I have no idea if the young woman serving me really heard my story through my mask and the plexi-glass barrier but regardless, it was a very good cup of coffee that I quite enjoyed.
Later, I went back to that Starbucks during our mid-morning break. Different clothes, different mask; I didn’t expect to be remembered or recognized as the hillbilly who couldn’t even find the door to go in three hours earlier.
This time, I had to wait for my order and as I stood on my designated spot on the floor, I looked around.
“This section temporarily closed” said the sign in the middle of a long, wooden table with eight chairs around it.
“This section temporarily closed” said the sign on a bank of seats along the window.
It was disheartening to witness in person how we can’t gather anymore at any of our favourite places. Most of our former activities – much of our former lives – are truly off-limits now.
Then I heard, “Here’s your coffee, Sara.”
How did she know my name? Wow, these guys are good. I grabbed my coffee-to-go and MY NAME WAS SPELLED CORRECTLY on the sticky receipt. How did they know?
Because I was wearing a name tag for the course.
I laughed, the person behind the counter laughed, and I said we should all wear name tags.
I headed out feeling special and light-hearted.
As I crossed the parking lot and hit the grassy verge at the street, a wave of emotion swelled up in me.
For everything we have lost.
For the way everything has changed.
For what has been lost and may never be regained.
In that moment of upswelling emotion, I could have cried. For the way our world used to be. When we could be around others and chat and laugh without fear. When we could connect with others without face coverings and hand sanitizer. When we could hug and touch, comfort and acknowledge. When we could pass on the sidewalk without averting our heads, or stepping out onto the street.
When it didn’t feel like we were avoiding each other.
Yet consider what happened: On that morning, in the early days of our “new normal”, during this new way forward into a different future, I was called by name.
I felt recognized and known.
In the midst of the shitstorm that is the world right now, when the news is distressing and overwhelming yet we need to sit with our discomfort because this IS our world right now, someone spoke my name.
It happened only because I was wearing a name tag so it’s not the literal fact that matters but rather what it represents: The power of speaking a name, the impact of hearing your own name spoken unexpectedly in the midst of all of this chaos and uncertainty.
There is so much we don’t know about the weeks and months to come but –
I know you.
You know me.
We still connect. Even if it’s fleeting.
Remarkably, life is going on.
We are the same yet different.
We are finding the way forward; even if the path seems more treacherous, it is still familiar.

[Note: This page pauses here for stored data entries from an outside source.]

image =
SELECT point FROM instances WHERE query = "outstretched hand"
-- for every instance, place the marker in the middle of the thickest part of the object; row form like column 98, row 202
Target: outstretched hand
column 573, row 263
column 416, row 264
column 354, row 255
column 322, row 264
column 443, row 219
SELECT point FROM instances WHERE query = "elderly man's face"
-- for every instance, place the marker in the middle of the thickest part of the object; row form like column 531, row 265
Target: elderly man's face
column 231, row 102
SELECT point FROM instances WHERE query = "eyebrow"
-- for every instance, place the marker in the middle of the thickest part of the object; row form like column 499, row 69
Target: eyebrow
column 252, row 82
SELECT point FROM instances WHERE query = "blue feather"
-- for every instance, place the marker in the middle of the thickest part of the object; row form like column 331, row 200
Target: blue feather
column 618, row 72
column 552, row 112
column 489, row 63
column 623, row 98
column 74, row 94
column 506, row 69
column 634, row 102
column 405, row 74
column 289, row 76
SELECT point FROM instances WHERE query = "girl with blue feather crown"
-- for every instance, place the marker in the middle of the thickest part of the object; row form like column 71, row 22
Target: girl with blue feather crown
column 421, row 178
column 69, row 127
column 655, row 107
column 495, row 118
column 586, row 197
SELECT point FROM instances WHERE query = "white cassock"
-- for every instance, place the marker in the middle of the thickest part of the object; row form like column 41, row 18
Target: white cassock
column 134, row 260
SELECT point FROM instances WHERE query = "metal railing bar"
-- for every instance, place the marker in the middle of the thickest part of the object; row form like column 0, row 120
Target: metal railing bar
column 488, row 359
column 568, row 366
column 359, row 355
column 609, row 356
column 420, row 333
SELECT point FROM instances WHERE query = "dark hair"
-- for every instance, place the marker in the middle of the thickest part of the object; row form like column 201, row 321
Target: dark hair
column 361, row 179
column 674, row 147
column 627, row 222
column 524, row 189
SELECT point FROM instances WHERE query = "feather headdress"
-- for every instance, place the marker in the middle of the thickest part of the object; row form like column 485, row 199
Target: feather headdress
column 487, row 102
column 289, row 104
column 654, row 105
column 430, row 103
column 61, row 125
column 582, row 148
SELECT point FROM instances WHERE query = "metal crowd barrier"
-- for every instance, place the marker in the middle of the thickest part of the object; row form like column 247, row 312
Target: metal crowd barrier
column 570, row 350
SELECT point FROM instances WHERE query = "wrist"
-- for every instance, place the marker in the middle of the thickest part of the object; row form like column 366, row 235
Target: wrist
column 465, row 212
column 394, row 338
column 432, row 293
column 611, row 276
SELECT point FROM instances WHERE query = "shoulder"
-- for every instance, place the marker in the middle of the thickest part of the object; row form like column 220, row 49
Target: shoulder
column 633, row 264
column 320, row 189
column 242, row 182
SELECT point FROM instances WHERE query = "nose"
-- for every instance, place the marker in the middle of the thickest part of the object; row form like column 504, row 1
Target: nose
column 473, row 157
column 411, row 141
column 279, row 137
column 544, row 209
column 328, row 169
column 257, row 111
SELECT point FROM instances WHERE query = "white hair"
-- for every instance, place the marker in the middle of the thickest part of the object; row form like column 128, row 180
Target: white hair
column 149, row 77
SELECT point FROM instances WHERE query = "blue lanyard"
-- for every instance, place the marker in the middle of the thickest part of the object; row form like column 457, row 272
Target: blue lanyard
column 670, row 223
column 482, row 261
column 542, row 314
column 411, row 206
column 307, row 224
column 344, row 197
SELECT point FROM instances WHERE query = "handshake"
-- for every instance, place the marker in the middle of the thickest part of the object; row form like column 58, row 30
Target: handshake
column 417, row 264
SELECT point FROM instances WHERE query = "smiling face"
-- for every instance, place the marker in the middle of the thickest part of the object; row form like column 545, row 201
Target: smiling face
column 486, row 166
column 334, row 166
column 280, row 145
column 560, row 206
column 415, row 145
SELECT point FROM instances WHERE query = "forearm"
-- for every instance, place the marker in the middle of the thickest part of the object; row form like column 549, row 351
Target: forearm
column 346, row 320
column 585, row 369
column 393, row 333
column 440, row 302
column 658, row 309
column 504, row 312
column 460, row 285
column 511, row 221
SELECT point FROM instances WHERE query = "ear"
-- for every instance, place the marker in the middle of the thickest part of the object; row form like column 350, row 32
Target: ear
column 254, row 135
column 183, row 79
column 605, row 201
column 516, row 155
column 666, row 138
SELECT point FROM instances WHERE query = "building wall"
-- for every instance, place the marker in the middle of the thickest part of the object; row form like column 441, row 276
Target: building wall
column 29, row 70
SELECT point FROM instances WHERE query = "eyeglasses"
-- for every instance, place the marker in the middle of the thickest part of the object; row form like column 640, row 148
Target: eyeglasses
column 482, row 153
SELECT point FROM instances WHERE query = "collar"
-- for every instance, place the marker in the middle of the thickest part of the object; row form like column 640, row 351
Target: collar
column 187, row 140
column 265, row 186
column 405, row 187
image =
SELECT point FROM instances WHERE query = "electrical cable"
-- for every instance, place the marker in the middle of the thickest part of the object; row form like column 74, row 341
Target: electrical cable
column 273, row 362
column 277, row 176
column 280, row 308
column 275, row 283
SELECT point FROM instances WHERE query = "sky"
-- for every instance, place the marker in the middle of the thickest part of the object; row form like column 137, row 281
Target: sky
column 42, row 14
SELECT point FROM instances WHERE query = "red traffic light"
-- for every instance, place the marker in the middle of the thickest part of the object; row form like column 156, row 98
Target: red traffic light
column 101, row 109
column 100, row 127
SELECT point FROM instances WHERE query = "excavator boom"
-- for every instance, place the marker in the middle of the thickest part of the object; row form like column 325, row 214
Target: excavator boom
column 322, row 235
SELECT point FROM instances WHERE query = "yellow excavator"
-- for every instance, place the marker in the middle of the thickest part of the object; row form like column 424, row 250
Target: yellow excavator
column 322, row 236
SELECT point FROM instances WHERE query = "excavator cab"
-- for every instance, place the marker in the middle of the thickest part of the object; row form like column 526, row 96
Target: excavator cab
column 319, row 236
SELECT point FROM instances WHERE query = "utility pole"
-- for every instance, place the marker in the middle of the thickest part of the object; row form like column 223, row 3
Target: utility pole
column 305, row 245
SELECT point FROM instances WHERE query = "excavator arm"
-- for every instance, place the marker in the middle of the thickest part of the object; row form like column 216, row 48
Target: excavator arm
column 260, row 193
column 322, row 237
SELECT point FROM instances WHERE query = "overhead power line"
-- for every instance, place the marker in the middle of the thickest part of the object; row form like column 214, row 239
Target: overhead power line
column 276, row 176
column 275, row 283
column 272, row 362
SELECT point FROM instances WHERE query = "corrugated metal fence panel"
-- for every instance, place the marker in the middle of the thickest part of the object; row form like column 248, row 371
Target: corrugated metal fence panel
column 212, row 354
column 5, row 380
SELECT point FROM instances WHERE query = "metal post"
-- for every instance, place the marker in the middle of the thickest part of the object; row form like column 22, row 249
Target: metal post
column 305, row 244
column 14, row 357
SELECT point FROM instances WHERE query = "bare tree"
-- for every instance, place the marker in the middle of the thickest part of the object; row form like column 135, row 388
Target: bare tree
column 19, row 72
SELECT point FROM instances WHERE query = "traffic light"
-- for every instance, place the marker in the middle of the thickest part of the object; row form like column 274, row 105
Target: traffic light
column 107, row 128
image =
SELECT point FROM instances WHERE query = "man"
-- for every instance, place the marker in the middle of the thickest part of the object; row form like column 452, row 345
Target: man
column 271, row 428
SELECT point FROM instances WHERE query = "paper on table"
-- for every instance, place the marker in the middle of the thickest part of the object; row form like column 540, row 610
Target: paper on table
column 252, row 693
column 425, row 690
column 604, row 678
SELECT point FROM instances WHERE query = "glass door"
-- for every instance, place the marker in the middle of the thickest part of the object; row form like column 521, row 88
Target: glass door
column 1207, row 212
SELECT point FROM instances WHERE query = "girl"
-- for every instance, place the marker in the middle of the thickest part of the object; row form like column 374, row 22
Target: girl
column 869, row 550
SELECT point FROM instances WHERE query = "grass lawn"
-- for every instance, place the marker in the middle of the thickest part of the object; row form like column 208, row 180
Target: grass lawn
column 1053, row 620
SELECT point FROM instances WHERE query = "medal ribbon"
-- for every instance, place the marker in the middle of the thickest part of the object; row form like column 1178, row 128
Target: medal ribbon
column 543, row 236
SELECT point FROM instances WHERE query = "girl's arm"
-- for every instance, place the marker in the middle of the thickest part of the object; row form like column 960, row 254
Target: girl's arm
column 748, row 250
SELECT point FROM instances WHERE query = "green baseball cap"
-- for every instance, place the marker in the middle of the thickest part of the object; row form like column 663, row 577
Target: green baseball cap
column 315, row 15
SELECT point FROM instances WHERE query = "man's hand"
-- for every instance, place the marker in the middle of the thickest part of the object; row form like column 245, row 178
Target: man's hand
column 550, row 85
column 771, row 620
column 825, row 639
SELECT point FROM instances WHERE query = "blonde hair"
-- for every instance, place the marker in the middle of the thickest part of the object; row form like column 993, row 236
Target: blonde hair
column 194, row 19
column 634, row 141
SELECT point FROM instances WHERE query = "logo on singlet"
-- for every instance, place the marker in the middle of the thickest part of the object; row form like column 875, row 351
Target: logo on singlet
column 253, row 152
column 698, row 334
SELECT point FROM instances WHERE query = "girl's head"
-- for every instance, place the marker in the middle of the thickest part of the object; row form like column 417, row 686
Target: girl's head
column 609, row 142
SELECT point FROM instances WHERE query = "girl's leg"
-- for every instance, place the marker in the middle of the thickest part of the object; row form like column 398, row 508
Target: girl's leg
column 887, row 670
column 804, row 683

We are figuring out ways to do what we need to do. We are willing to give up our wants.
We are more resilient and creative, more adaptable and innovative, more compassionate and thoughtful than we give ourselves, and others, credit for.
Which is why we need to work together – with, not against each other.
It’s why we need to wear a name tag when we go out into the world.
Because hearing your name spoken from behind a mask, from behind a barrier is the sweetest encouragement we can get in this brave new world we’re living in.